Preparing Na ₂CO₃ solution, heating to boiling, putting the solution into nylon 66 fabric, continuously boiling and washing, and dehydrating and drying for later use;

(b) Sequentially carrying out dipping flame retardant finishing, dehydration and drying on the nylon 66 fabric dried in the step (a);

Wherein the impregnating solution adopted for impregnating the flame retardant is an aqueous dispersion of the ultra-high heat-resistant expansion flame retardant according to claim 5;

(c) Sequentially coating, flame-retardant coating, finishing and drying the nylon 66 fabric dried in the step (b);

wherein, the flame-retardant coating solution used for the flame-retardant coating finishing of the coating comprises 30-50wt% of aqueous polyurethane with the solid content of 40% and 15-45wt% of the ultra-high heat-resistant expansion flame retardant as defined in claim 5, and the balance of water.

7. The method according to claim 6, wherein in the step (a), the Na ₂CO₃ solution has a concentration of 1 to 3g/L and the washing time is 10 to 20 minutes.

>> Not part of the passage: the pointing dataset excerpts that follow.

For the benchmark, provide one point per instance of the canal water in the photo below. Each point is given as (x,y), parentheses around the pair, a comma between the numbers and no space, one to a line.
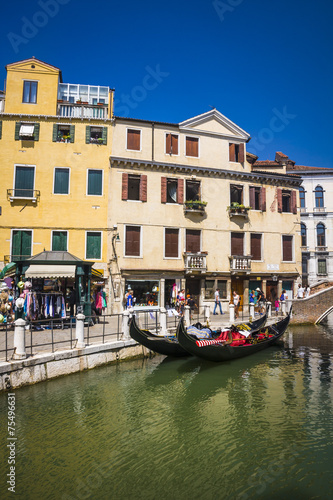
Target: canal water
(260,427)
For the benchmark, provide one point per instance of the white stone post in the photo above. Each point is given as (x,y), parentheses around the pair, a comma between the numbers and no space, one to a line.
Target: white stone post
(207,314)
(187,315)
(19,339)
(232,312)
(79,331)
(283,307)
(126,315)
(269,309)
(163,321)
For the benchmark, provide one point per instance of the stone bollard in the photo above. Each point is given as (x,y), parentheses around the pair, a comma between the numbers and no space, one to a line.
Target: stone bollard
(232,313)
(79,331)
(126,316)
(163,321)
(283,307)
(207,314)
(187,319)
(269,309)
(19,339)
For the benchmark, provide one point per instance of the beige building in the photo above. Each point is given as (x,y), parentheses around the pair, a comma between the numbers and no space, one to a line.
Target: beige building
(191,209)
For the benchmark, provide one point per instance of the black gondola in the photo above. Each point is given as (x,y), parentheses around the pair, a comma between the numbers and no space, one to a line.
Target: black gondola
(224,352)
(169,345)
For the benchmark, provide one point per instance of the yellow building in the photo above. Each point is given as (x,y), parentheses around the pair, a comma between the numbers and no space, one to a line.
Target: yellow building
(55,146)
(190,208)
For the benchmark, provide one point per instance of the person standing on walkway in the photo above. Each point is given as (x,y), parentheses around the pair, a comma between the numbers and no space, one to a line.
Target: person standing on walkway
(217,302)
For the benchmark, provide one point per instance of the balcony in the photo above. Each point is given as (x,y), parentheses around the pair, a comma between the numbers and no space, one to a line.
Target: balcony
(238,210)
(23,194)
(82,110)
(195,262)
(240,263)
(195,206)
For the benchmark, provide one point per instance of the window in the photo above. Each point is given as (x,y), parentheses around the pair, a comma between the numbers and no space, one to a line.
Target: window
(63,133)
(303,235)
(133,140)
(95,182)
(237,244)
(287,248)
(29,92)
(258,198)
(256,246)
(27,131)
(24,181)
(237,153)
(319,197)
(134,187)
(171,144)
(321,239)
(94,245)
(171,243)
(302,197)
(322,266)
(236,194)
(96,135)
(21,244)
(193,240)
(61,181)
(59,241)
(132,241)
(193,191)
(192,147)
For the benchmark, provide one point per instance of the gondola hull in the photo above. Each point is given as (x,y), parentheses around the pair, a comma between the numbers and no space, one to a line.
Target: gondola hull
(163,345)
(219,352)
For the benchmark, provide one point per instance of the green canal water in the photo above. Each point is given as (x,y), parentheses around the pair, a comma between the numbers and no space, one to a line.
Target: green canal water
(260,427)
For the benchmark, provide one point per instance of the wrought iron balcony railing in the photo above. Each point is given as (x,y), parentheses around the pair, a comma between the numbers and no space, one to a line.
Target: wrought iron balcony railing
(23,194)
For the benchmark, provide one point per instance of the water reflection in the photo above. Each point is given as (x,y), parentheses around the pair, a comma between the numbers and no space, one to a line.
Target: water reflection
(258,427)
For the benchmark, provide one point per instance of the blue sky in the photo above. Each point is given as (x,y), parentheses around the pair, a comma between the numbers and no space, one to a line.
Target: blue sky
(266,65)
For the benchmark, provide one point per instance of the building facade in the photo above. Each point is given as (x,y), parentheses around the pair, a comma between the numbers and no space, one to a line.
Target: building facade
(190,210)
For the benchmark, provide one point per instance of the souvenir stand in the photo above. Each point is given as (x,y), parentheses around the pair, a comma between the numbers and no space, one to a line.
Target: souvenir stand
(50,281)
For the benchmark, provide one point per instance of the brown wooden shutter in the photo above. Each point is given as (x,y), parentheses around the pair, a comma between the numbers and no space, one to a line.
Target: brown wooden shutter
(237,244)
(256,246)
(163,189)
(171,242)
(133,139)
(279,195)
(180,191)
(192,146)
(124,189)
(132,243)
(232,152)
(193,240)
(287,248)
(252,197)
(263,199)
(294,202)
(143,188)
(241,153)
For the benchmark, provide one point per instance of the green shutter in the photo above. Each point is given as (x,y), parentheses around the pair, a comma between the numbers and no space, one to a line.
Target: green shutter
(105,135)
(17,131)
(88,134)
(59,241)
(61,178)
(36,132)
(55,133)
(95,182)
(93,246)
(72,132)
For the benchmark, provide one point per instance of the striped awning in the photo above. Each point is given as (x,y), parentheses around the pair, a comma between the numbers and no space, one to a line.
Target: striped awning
(51,271)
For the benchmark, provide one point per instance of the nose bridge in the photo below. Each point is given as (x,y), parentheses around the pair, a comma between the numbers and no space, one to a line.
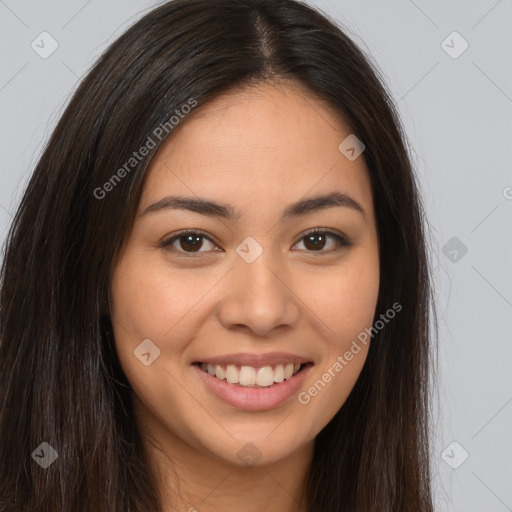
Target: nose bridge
(257,297)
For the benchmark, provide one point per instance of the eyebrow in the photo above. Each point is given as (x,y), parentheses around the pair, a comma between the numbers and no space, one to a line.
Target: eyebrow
(226,211)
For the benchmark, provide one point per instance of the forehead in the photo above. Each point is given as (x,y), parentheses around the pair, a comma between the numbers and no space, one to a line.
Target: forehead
(264,144)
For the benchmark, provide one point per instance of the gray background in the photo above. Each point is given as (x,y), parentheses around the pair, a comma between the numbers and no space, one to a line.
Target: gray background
(457,114)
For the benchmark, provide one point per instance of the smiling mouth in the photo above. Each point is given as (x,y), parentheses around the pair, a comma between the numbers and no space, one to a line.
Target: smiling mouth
(250,376)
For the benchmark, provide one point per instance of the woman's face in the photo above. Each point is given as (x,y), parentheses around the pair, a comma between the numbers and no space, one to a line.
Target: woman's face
(254,294)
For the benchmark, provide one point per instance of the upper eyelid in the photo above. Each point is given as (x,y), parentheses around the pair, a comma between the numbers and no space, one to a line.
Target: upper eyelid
(329,231)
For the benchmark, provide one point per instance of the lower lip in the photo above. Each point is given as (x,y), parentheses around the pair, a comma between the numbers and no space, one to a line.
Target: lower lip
(254,399)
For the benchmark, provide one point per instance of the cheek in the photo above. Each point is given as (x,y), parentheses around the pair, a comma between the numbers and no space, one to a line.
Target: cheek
(344,300)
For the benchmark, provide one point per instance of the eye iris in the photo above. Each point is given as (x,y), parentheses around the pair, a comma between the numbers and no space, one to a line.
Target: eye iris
(193,240)
(315,245)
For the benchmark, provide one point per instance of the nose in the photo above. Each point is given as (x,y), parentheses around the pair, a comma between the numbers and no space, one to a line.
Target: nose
(259,297)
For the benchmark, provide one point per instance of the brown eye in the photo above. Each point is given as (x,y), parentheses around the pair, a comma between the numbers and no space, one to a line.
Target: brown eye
(186,242)
(316,241)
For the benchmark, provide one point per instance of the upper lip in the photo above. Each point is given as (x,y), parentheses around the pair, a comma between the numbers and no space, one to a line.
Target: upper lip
(255,360)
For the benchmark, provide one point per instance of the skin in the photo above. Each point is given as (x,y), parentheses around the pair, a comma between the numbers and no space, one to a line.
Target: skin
(258,150)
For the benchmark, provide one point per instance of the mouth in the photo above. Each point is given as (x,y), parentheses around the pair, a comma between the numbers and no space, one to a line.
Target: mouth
(253,388)
(251,376)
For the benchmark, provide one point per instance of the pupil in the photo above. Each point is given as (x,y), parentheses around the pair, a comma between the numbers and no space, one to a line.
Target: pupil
(315,245)
(193,240)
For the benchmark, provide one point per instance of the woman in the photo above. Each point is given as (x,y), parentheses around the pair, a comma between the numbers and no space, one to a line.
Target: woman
(215,293)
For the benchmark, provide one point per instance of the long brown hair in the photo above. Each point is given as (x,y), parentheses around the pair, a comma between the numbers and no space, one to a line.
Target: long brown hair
(60,378)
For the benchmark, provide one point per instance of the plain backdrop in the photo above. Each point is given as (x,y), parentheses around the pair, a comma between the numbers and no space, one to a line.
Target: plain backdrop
(454,93)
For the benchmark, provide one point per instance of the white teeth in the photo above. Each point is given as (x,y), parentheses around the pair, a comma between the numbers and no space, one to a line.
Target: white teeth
(219,372)
(251,376)
(288,370)
(279,373)
(231,374)
(265,376)
(247,376)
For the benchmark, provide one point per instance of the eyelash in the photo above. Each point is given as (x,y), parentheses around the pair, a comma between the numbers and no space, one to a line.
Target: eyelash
(342,241)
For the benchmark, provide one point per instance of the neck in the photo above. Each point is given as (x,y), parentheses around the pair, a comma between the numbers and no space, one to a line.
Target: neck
(193,480)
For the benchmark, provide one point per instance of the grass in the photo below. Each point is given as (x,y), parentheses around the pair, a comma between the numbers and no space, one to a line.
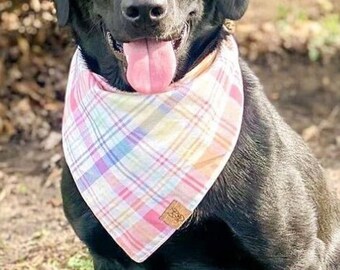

8. The method of claim 6, wherein in step (b), the impregnating bath ratio of the impregnating flame retardant finish is 1: (10-20), wherein the dipping temperature is 30-50 ℃ and the dipping time is 1-2h; the concentration of the aqueous dispersion of the ultra-high thermal expansion resistant flame retardant is 100-200g/L.

9. The method of claim 6, wherein in the step (c), the nylon 66 fabric is coated with a flame retardant coating solution having a specific area of 200-220g/m ².

10. A highly flame retardant nylon 66 fabric made by the method of any one of claims 6-9.